How to use 'systemd' to implement a system-level watchdog timer

Chuck_Evergreen · November 20, 2018, 3:17am

All,

We are developing a product which will be remotely located; therefore, we require a robust method to recover kernel panics, a job usually performed by a software function which periodically “kicks” a watchdog timer hardware element so that it does not automatically perform a system reboot.

We propose to use the capabilities of ‘systemd’ to automatically perform this watchdog function. According to the ‘systemd’ documentation found here, setting ‘RuntimeWatchdogSec’ in ‘systemd.conf’ (inside /etc/systemd/) to a non-zero value, say 20 (sec), will cause the i.MX6DL to enter the shutdown / reset state if the kernel stops running for at least 10 seconds.

Questions:

Is our understanding of this ‘systemd’ function correct?
Has anyone else implemented a system-level watchdog timer using ‘systemd’?
In order to test this functionality, what is the best way to “kill” the kernel?
Can anyone provide implementation DOs or DON’Ts?

Thank you,

-Chuck

marcel.tx · November 20, 2018, 7:57am

Answers: 1) Yes, we do believe so. 2) I don’t think so. I’m also not sure what exact systemd version is required and whether or not ours has that functionality enabled at all. 3) If sysrq is enabled do echo c > /proc/sysrq-trigger otherwise just killing init may do kill -9 1. 4) Not that I can think of right now.

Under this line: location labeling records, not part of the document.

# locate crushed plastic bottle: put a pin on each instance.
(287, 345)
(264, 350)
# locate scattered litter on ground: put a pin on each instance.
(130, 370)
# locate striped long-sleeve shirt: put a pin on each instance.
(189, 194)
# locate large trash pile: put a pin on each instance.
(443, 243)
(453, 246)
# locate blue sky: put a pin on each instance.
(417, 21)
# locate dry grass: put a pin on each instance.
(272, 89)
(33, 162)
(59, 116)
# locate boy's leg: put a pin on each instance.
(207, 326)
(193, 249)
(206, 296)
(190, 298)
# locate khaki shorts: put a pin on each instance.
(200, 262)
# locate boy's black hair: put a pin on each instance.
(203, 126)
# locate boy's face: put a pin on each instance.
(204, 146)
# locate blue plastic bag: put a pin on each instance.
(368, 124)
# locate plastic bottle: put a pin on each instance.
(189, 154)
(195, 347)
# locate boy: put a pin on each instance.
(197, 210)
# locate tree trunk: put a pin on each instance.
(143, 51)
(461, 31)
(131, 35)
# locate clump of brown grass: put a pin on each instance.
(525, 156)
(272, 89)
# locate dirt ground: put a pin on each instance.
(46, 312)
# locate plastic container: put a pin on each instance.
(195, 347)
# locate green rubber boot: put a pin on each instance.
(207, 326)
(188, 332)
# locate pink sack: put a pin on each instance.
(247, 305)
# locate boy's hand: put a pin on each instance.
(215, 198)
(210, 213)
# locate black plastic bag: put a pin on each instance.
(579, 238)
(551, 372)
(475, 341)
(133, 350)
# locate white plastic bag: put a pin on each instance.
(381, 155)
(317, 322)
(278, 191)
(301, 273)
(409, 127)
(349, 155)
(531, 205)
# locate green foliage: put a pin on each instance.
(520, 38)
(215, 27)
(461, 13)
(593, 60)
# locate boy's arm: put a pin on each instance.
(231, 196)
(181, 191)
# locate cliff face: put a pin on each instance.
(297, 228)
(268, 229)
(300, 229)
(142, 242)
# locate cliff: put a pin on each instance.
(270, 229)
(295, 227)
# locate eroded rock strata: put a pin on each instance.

Chuck_Evergreen · November 23, 2018, 4:42am

Marcel,

In the ‘system.conf’ file (within /etc/systemd/), I have set ‘RuntimeWatchdogSec=20’ which should cause the hardware to enter the reset state after 10 seconds whenever the kernel stops, ‘panics’. Unfortunately, since ‘sysrq’ is not enabled the SoM and ‘kill -9 1’ does not stop the kernel, I have no way to test whether or not this watchdog time scheme works or not.

Any other suggestions as to how I may create a ‘kernel panic’ after boot up and startup of our autorun application?

Thanks,

-Chuck

jaski.tx · November 23, 2018, 1:36pm

hi @Chuck_Evergreen, you should enable sysrq for the kernel.

Chuck_Evergreen · November 23, 2018, 3:27pm

Jaski,

Can I enable ‘sysrq’ by loading a module at runtime, if so, can you tell me how best to do that? Or do I have to rebuild the kernel?

Thank you,

-Chuck

philippe.tx · November 23, 2018, 4:33pm

Hi @Chuck_Evergreen

Yes to use echo c > /proc/sysrq-trigger to panic your kernel you need to rebuild your kernel. You can find a guideline here how you can do that.

after you did the defconfig of your board make sure to enter the menuconfig with make menuconfig. Hit / (slash). This will open a search console. Enter MAGIC_SYSRQ. Jump to the setting with 1. Enable the setting with space and exit menuconfig. You can then proceed with building the kernel as it is described in the guideline I linked.

Chuck_Evergreen · November 23, 2018, 4:42pm

Philippe,

Thanks for this…

-Chuck

jaski.tx · November 26, 2018, 7:13am

You are welcome.